Ożywiłam się, była to świetna okazja do oddalenia całkowicie kłopotliwych oraz niepożądanych przeze mnie dyskusji o mężczyznach, związkach, a także wszystkiego, z czym owe tematy się łączą.
- Co takiego robisz? - zapytałam z zainteresowaniem.
- Jestem kosmetyczką - odpowiedziała dumnie. - Nie zarabia się tyle co w redakcji, ale bardzo przyjemne zajęcie. Przez ostatnie miesiące zawarłam pewne znajomości i moja przyjaciółka akurat jest właścicielką salonu - poinformowała. - Nawet nie wiedziałam, że można się w to tak wkręcić.

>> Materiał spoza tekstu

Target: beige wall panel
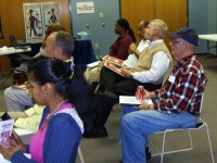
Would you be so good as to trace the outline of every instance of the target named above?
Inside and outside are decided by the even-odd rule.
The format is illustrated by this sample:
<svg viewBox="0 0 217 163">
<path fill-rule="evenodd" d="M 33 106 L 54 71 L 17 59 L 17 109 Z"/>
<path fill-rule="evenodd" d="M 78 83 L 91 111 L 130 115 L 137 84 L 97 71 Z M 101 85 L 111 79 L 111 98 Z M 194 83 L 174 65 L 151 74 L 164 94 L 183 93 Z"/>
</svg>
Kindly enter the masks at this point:
<svg viewBox="0 0 217 163">
<path fill-rule="evenodd" d="M 187 26 L 187 0 L 156 0 L 156 18 L 164 20 L 168 32 L 177 32 Z M 166 36 L 166 43 L 170 38 Z"/>
</svg>

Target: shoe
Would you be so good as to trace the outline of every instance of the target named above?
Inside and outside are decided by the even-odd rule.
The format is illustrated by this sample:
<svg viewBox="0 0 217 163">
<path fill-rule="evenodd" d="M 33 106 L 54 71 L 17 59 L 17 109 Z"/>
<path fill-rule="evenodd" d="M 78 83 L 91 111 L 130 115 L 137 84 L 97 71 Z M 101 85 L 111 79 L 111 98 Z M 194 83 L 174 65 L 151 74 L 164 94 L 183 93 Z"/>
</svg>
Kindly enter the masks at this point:
<svg viewBox="0 0 217 163">
<path fill-rule="evenodd" d="M 149 147 L 145 148 L 145 155 L 146 155 L 146 161 L 151 160 L 152 153 Z M 123 163 L 123 160 L 120 160 L 119 163 Z"/>
<path fill-rule="evenodd" d="M 105 127 L 102 129 L 92 129 L 89 133 L 85 133 L 84 138 L 106 138 L 107 137 L 107 130 Z"/>
</svg>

- Muszę kiedyś koniecznie was odwiedzić - zaśmiałam się.
- Ciebie Wiki, to mogę nawet za darmo upiększyć, jeśli zechcesz - powiedziała beztrosko. - Mogę ci nawet pomóc znaleźć pracę. Na pewno szybko coś wykombinujemy.
Pokiwałam głową z wdzięcznością i zwróciłam się do Andy'ego, który mimo wszystko nie zdawał się dotknięty faktem, że całkowicie o nim zapomniano.
- Dziękuję, że zgodziłeś się mnie przyjąć - zagaduję. - Moja rodzina i tak już mnie z domu rodzinnego wydelegowała, więc na dobrą sprawę nie mam gdzie się podziać. Jak idą przygotowania do kolejnego sezonu?
Andreas milczy przez chwilę, ale potem odpowiada z uśmiechem, który mam okazję dostrzec w lusterku.
- Nie masz za co, mieszkanie jest wspólne, a Magda na pewno nie odmówiłaby ci pomocy. Zresztą skoro mowa o przygotowaniach do sezonu, to powinnaś wiedzieć, że właściwie za niedługo zostaniecie same, ponieważ wyjeżdżam na zgrupowanie.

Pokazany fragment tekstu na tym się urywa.